Cette expérience me montre que l'accès à l'information a un impact positif et concret sur les communautés. Elle est au cœur du développement, comme le reconnaît l'ONU objectifs de développement durable et l'Agenda 2013 pour l'Afrique de l'Union africaine. Lorsque les gens savent comment utiliser les mécanismes de demande, ils peuvent les appliquer pour résoudre les problèmes de leur vie quotidienne et demander des comptes à leurs services publics. Une demande d'information favorise la réactivité, l'examen des politiques et l'amélioration de la prestation des services publics.

Au cours des cinq dernières années, nous avons Centre africain pour la liberté d'information (AFIC) avec nos membres ont travaillé avec l'Union africaine et d'autres parties prenantes pour plaider en faveur de l'adoption et de la mise en œuvre de droit à l'information cadres aux niveaux national et continental.
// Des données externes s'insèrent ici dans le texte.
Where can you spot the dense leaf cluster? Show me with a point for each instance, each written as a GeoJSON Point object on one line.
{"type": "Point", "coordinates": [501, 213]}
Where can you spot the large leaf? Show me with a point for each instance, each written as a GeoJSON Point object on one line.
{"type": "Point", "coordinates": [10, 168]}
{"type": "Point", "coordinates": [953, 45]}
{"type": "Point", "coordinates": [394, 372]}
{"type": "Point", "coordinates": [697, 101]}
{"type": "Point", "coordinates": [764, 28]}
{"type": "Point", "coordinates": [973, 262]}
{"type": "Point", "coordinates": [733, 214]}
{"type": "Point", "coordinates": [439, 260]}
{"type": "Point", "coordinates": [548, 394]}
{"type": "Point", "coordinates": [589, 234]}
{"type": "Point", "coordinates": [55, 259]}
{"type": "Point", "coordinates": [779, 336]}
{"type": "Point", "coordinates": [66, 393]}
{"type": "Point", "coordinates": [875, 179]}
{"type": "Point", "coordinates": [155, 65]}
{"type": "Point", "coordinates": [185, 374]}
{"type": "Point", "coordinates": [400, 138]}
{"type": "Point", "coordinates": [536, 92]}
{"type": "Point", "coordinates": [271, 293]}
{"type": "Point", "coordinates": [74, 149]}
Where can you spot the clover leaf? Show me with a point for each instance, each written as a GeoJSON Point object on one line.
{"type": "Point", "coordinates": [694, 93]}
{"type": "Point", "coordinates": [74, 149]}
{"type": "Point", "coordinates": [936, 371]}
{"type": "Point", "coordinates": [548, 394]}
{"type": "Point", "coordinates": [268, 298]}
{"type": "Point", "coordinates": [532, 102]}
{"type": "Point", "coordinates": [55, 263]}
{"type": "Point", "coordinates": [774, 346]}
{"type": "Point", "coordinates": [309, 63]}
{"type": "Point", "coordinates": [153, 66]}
Il y a des signes de progrès prometteurs. À la date de 2016, les pays africains de 19 ont des lois sur le droit à l'information, contre cinq seulement dans 2010. Cependant, la mise en œuvre de la législation sur le droit à l'information sur le continent a été difficile. Il est courant que les institutions publiques refusent les demandes d'accès à l'information sans fournir d'explication. Dans d'autres cas, clauses de confidentialité peut empêcher les fonctionnaires de divulguer les informations. En outre, de nombreux citoyens ne comprennent pas le processus, qui peut être long, fastidieux et coûteux.

Dans tous les secteurs, les marchés publics constituent le principal moyen par lequel les gouvernements fournissent des biens et des services à leurs populations, ce qui a un impact significatif sur la vie des citoyens. Cependant, des problèmes tels que les travaux de mauvaise qualité, les coûts exagérés, les dépassements de coûts, la collusion, le secret, les conflits, les retards de projets, les projets non planifiés et les projets inutiles continuent à avoir un impact négatif sur la rentabilité des contrats publics.

Alors que les citoyens de toute l'Afrique utilisent déjà les demandes d'accès à l'information pour surveiller les contacts publics et enquêter sur le détournement de fonds publics, à l'AFIC, nous avons récemment commencé à travailler pour promouvoir une meilleure divulgation et participation citoyenne par une nouvelle approche : contrat ouvert.

Les contrats ouverts étant une forme proactive de divulgation - les gouvernements publient des informations sur toutes les étapes des marchés publics selon une norme universelle - cela peut aider à surmonter certains des défis communs présentés par des formes de divulgation plus passives, telles que les demandes d'accès à l'information. Au Nigeria, le Budeshi La plate-forme a commencé à ouvrir et à relier budget et contrats sur les centres de santé et les écoles, démontrant ainsi le pouvoir de demander des comptes aux gouvernements de manière proactive.

C'est pourquoi nous avons mis en place un groupe de travail en mars pour promouvoir les contrats ouverts en Afrique, dans le but d'améliorer l'application des lois nationales sur l'accès à l'information. Convoqué par Seember Nyagar duCentre de développement public et privé, nous renforcerons la compréhension de la contractualisation ouverte et de la programmation au sein de l'AFIC, soutiendrons les campagnes des membres en faveur de la contractualisation ouverte dans leurs pays respectifs, favoriserons le partage des expériences et la connaissance de la contractualisation ouverte en Afrique et ferons progresser la contractualisation ouverte sur diverses plateformes en Afrique et dans le monde. (Une liste complète des membres du groupe de travail et de leurs Termes de référence peut être trouvé ici.)

Le prochain 3rd Open Government Partnership La réunion régionale africaine au Cap marque le lancement du travail de campagne du groupe de travail avec les parties prenantes des secteurs public, privé et bénévole pour promouvoir la l'inclusion des engagements contractuels ouverts dans les plans d'action nationaux du PGO. Nous espérons que vous pourrez nous rejoindre.

Crédit photo: GPE / Tara O'Connell (CC BY-NC-ND 2.0)

Cette pièce est apparue à l'origine sur l'Open Contracting Partnership's blog.